In spite of the British education he received at the several schools he attended, Mandela was educated in the knowledge of his people’s system of governance partly through his father’s involvement with the Thembu royal family. “My father has sometimes been referred to as the prime minister of Thembuland during the reigns of Dalindyebo, the father of Sabata, who ruled in the early 1900s and that of his son, Jongintaba, who succeeded him. As a respected and valued counselor to both kings, he accompanied them on their travels and was usually to be found by their sides during important meetings with government officials. He was an acknowledged custodian of Xhosa history and it was partially for that reason that he was a valued adviser.”
Refusing to be contented living as a second class citizen in the country of his birth cost Mandela dearly. In his struggle to ensure the human and civil rights for Africans in South Africa, Mandela was sentenced to life imprisonment on June 11 1964 where he remained until February 11th, 1990. He was not allowed to attend his mother’s funeral in 1968 or the funeral of his eldest son Thembekile who died in a car accident in 1969. Spending almost three decades in prison, Mandela may well have been forgotten by the world except that the amazing woman he had married shortly before being sentenced to life imprisonment would not allow that to happen. Mandela has acknowledged the role that Nomzamo “Winnie” Madikizela-Mandela played in the anti-apartheid struggle. “My former wife is a remarkable person whom I respect even today. She suffered a great deal and kept the name Mandela alive when I was in jail. She also looked after my children and played a very prominent role in the struggle.” In “Part of My Soul Went With Him” published in 1985, Madikizela-Mandela documented that struggle including the years of police brutality, false imprisonment and harassment by the white supremacist culture of the minority settler community of whites in South Africa.

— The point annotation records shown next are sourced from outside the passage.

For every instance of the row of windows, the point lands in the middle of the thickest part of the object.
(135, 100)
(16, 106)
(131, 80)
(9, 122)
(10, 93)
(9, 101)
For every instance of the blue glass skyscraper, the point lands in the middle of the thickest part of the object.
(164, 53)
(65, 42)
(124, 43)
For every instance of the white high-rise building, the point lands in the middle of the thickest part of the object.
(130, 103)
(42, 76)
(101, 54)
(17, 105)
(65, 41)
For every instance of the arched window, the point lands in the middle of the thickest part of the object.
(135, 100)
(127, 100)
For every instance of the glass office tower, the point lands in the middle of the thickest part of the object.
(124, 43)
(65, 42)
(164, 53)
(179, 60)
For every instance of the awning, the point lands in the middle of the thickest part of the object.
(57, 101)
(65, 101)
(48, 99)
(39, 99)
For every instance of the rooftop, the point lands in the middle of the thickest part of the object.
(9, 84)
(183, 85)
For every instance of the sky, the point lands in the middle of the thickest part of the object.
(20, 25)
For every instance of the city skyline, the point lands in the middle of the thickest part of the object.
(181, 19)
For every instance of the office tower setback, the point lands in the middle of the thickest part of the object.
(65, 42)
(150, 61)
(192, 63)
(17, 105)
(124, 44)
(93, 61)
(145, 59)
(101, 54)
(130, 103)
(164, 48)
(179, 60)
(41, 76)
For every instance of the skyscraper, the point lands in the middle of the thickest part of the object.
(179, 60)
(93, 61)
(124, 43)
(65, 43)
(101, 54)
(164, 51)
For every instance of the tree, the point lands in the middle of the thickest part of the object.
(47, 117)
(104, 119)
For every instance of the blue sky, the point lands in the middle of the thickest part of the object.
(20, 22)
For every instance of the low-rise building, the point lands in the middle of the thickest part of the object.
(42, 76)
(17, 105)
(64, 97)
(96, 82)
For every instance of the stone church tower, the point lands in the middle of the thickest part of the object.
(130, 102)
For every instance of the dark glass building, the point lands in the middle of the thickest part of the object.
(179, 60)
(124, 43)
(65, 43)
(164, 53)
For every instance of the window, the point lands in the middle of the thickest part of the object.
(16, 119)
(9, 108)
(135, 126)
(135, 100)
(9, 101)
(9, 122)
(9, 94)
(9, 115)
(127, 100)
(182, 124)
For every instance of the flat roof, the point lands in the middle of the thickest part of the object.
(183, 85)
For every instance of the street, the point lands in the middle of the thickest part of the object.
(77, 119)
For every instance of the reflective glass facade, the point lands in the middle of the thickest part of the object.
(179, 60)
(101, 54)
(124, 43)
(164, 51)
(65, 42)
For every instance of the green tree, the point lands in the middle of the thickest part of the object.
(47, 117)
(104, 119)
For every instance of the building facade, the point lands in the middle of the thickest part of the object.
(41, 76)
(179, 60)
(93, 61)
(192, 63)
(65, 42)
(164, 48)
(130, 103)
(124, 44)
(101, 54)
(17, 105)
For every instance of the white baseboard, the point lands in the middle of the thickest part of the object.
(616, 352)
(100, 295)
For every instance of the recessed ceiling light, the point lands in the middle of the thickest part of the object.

Since Mandela’s release from prison and his election as South Africa’s first legitimate President, the world has celebrated his capacity for forgiveness and reconciliation. He has received accolades, honorary degrees and statues have been erected in his honour. A birthday celebration to recognize his 90th birthday was held at Hyde Park in London, England on Friday, June 27th. I wonder how many of those at the birthday party had once labelled Mandela a terrorist when he was fighting for the freedom of his people.